Cons: Limited accountability, can struggle to attract the best people.
HQ location: London
In a competitive landscape and against a backdrop of austerity, many charities – perhaps the best-known type of not-for-profit organisation – have had to commercialise their processes, in order to keep afloat. Hence perhaps the rising tide of public discontent over eye-catching executive salaries, not to mention those dubious cold-call fundraising tactics, in the sector.
But not-for-profits are about more than just charitable (or otherwise) deeds. The sector encompasses different types of organisations – charities yes, but also limited companies with a charitable or social enterprise status and Community Interest Companies, a new structure created in 2005. Some rely mainly on government grants or contracts for funding, while others make money through trading and by soliciting private donations.
WDP however is a charity, one that aims to help people with drug and alcohol problems move on in life. ‘I hope this idea of a charity as a group of do-gooders is no longer actually the case,’ says its chair Yasmin Batliwala, who says she insists on ‘robust standards of good governance’.
‘We very much function like a business,’ she adds. ‘The only thing we don’t do is make a profit; any [surplus] finances we have we put back into the organisation.’
There are some other differences though. Unlike regular businesses, charities are bound by the rules of the Charity Commission. Fair enough given their social purpose, but from a governance perspective another layer of compliance to deal with.
Recruitment can be a challenge too – paying top dollar is a financial and political struggle for many not-for-profits. What’s more, in a company limited by guarantee (rather than by shares) the board effectively appoints itself, recruiting new members as and when a vacancy arises.
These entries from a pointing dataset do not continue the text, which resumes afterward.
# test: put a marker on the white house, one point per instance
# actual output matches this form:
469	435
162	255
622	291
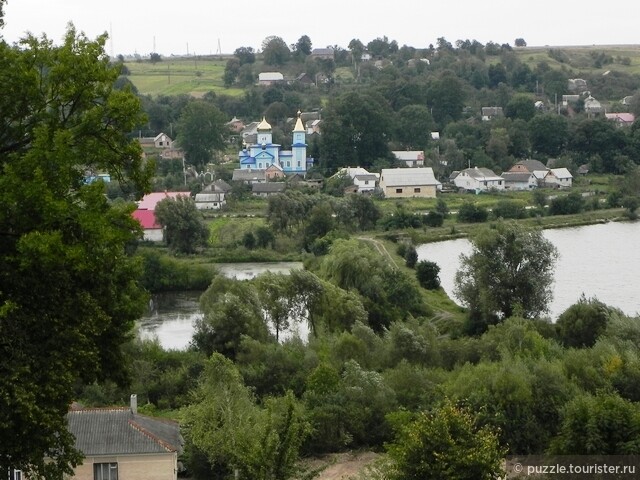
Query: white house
121	443
362	179
365	183
563	177
478	180
409	182
411	158
519	180
269	78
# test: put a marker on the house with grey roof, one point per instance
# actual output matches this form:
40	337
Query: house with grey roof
489	113
519	180
478	180
268	188
249	175
269	78
411	158
409	182
121	443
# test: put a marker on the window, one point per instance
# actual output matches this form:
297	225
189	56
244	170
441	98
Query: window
15	474
105	471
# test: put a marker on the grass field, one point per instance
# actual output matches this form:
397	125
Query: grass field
198	75
180	75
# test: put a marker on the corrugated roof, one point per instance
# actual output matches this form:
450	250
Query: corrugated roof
116	431
516	176
269	187
147	219
405	177
150	200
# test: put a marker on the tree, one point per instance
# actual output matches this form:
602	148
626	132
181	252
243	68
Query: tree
602	424
355	130
237	436
232	310
581	324
428	274
245	55
69	294
445	443
184	227
414	127
303	46
201	131
275	51
521	106
509	270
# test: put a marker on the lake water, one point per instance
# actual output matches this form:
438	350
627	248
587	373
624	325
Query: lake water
601	261
171	316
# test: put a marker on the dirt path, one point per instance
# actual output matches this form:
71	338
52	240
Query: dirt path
382	250
342	466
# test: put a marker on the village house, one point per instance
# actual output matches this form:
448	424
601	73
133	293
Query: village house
363	181
478	180
409	182
213	196
519	180
562	178
145	214
249	176
162	140
621	119
270	78
121	443
411	158
489	113
266	189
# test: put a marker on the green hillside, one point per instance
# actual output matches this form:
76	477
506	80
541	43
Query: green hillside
198	75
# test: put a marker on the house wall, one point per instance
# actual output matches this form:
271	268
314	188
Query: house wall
426	191
161	466
153	234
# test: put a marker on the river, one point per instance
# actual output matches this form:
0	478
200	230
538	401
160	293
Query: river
171	316
601	261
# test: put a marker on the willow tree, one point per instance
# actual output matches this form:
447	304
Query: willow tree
509	271
68	289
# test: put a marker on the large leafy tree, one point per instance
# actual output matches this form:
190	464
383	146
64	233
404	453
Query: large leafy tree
235	434
355	130
201	131
184	228
68	289
275	51
445	443
509	271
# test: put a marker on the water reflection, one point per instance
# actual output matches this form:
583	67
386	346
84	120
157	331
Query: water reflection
172	316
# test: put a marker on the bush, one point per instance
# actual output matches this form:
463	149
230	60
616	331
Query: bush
433	219
427	273
411	256
471	213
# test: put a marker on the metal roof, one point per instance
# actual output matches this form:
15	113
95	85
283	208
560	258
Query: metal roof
114	431
405	177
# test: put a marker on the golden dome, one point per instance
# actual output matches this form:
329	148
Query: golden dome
264	125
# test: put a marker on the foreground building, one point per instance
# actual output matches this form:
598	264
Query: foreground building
409	182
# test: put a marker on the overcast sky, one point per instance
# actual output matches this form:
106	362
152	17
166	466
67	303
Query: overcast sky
204	26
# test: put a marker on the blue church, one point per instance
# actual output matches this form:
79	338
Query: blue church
265	153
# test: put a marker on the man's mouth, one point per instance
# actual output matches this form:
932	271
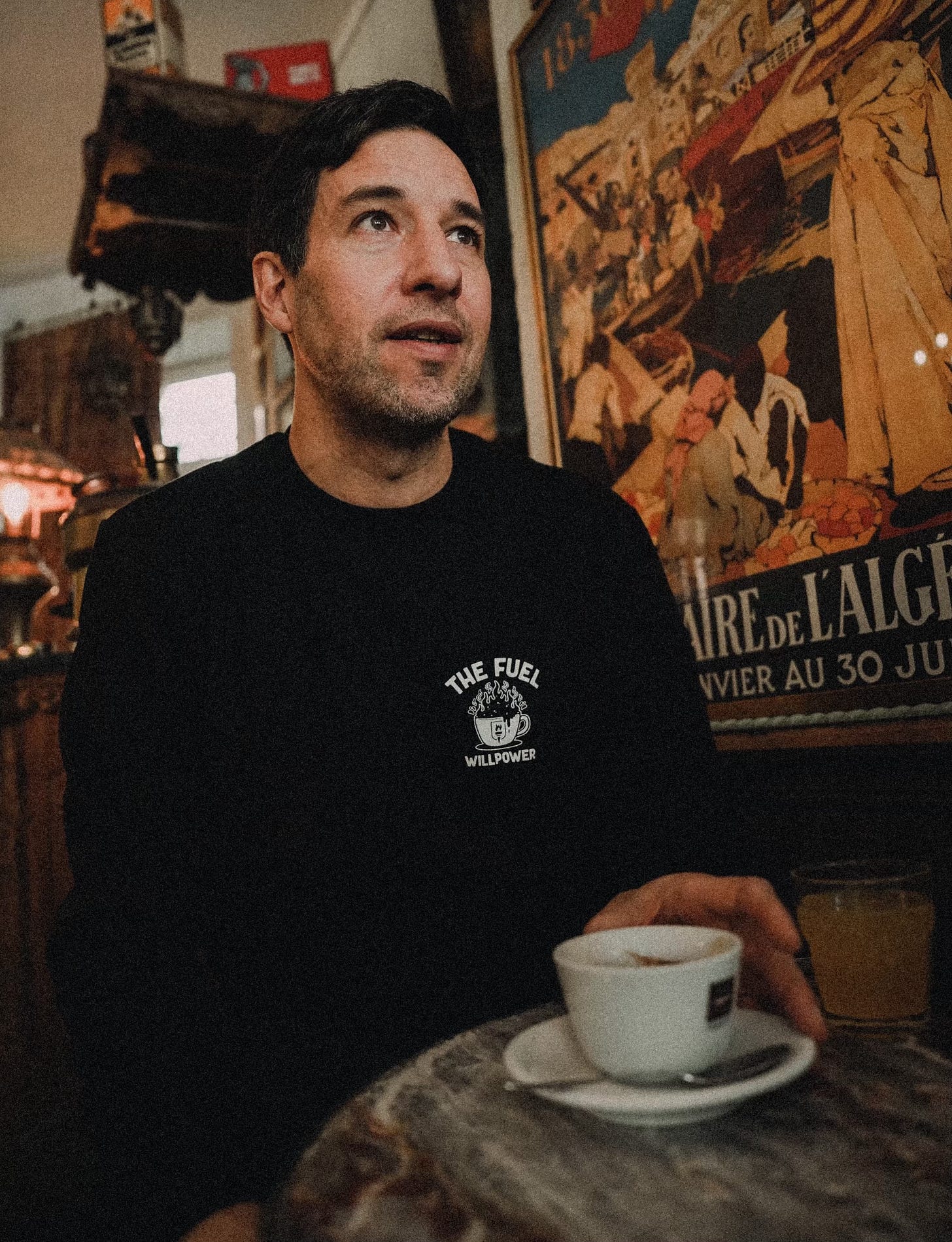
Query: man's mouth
429	331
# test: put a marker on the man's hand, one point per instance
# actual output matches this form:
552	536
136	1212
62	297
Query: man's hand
770	977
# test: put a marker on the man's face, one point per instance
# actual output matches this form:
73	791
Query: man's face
390	309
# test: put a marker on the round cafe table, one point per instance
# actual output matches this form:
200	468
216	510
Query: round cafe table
859	1149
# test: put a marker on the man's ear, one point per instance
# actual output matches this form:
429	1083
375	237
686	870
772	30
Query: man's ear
274	291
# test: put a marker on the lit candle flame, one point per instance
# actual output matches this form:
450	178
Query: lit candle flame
14	503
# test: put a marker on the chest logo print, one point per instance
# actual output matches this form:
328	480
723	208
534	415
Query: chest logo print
500	716
499	709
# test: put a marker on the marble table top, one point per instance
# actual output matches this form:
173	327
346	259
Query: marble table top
857	1150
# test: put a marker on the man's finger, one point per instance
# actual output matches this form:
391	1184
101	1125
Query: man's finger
775	977
739	902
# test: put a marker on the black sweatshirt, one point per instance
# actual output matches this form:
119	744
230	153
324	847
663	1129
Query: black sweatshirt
338	779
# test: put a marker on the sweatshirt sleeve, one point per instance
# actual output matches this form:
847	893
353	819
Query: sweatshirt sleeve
670	760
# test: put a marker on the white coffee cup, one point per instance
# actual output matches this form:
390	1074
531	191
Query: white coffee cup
645	1022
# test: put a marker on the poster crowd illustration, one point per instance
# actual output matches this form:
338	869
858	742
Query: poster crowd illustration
743	214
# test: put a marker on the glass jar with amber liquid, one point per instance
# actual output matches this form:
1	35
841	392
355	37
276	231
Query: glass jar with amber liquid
869	930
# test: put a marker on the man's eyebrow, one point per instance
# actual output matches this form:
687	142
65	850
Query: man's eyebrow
367	193
377	193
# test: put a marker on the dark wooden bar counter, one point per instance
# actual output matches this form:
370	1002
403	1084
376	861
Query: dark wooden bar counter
857	1150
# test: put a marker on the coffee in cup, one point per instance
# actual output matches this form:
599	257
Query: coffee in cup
651	1003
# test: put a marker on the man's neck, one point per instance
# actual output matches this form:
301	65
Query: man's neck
367	472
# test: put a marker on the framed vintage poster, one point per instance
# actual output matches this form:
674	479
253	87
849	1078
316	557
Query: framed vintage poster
742	237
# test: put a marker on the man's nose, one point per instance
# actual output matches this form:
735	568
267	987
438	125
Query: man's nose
432	263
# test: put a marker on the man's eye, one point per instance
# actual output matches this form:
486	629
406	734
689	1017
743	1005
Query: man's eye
468	236
375	222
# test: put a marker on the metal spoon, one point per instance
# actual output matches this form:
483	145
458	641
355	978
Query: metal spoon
734	1071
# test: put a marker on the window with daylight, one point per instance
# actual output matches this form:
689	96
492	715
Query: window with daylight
200	418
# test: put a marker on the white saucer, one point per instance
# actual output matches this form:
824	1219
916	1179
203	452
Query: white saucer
549	1050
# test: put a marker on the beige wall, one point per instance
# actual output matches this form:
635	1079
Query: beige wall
51	80
509	18
389	39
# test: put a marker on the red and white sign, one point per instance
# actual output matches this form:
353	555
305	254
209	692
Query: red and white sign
301	71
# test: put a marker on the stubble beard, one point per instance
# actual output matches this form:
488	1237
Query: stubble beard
369	404
372	405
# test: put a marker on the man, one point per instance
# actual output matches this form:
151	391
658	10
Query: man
346	748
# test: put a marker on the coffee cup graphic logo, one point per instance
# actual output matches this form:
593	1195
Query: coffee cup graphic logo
499	713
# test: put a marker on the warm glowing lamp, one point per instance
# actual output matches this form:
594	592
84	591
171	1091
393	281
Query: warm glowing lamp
33	480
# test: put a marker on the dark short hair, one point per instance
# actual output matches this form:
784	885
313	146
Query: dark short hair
325	138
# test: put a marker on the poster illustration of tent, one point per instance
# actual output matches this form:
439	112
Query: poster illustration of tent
742	219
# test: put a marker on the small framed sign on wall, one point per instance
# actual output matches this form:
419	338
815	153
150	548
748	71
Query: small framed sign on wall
742	245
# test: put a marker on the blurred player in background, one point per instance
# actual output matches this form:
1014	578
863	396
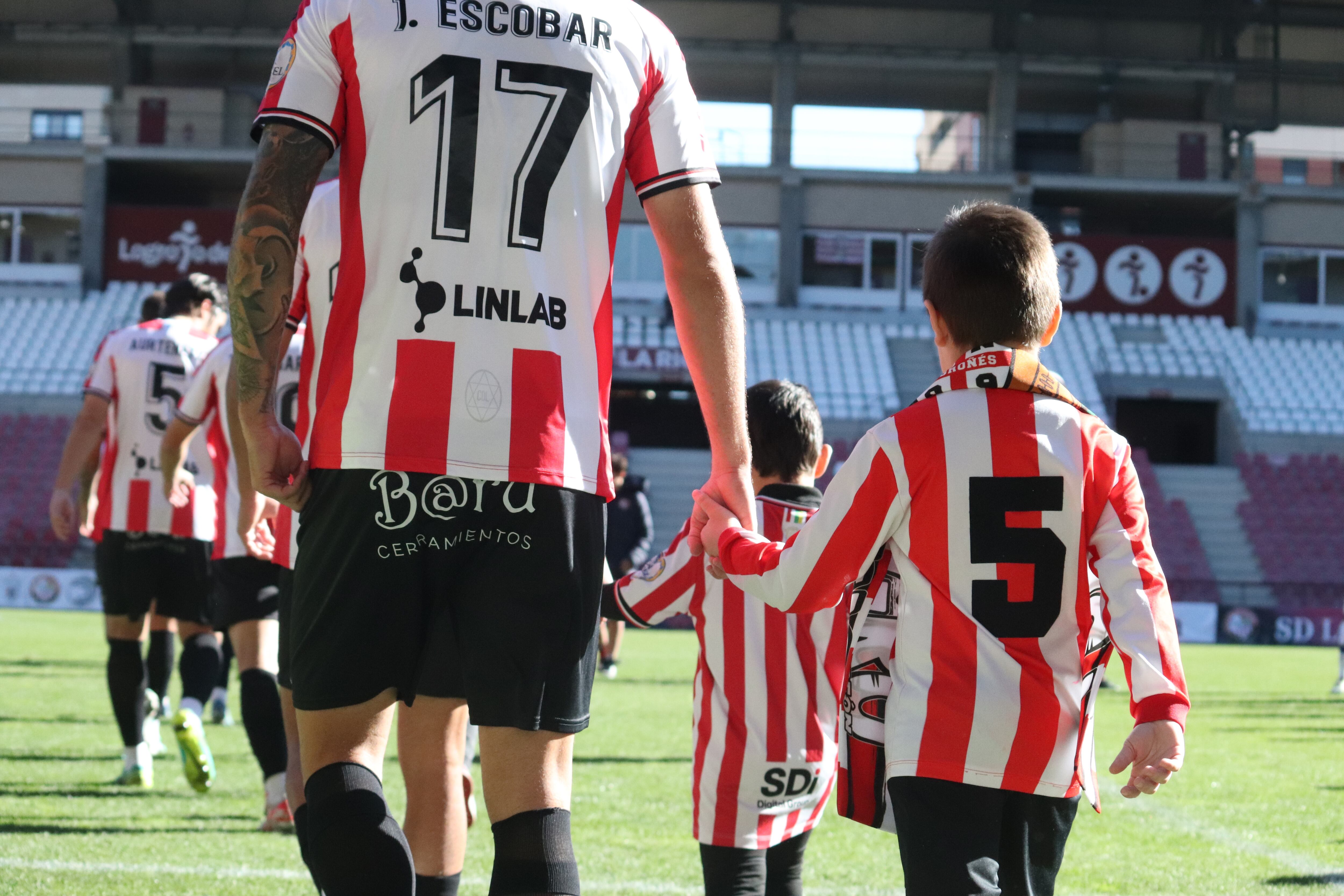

Batliwala reckons it’s still straightforward to get rid of a poor performer, but nonetheless there’s a lot to be said for shareholder oversight.
10. SOLE TRADER
Pros: More flexible than employment, less hassle than a formal company.
Cons: The owner is personally liable when things go wrong
Jason Bartram Carpentry
Turnover: Under £50,000
HQ location: Camberley, Surrey
It’s the favoured status of everybody from plumbers to IT consultants, freelance creatives and buy-to-let landlords. Almost 200,000 people set up as sole traders in the last year alone. Getting started as a sole trader requires almost no effort: just register with HMRC as self-employed and you’re ready to go.
Jason Bartram has been a carpenter for five years, mainly working on new-build houses and extensions, as well as other odd jobs. He says he’s happy to be self-employed because of the flexibility that comes with it. ‘You can have holiday whenever you want and set your own flexible hours. You usually get paid just after each job, which for me is quite good,’ says Bartram.
There’s a flipside to that of course. ‘You don’t get paid holiday,’ he says. ‘And you have to search for your own jobs, do advertising and make sure you’ve got the work there, instead of relying on somebody else.’
Being a sole trader also exempts you from most of the formalities of running an incorporated business – there’s no board and thus no need for formal board meetings, and you don’t have to submit any financial information to Companies House for prying eyes to see.
Mike Ashley, the notoriously secretive owner of clothes retailer Sports Direct, famously remained a sole trader for years, even after opening dozens of shops. But then incorporation does exist for a reason. If as a sole trader you want to borrow a large amount of cash or enter into a risky contract then you’re liable personally up to the hilt, because your company is not a legal entity in itself.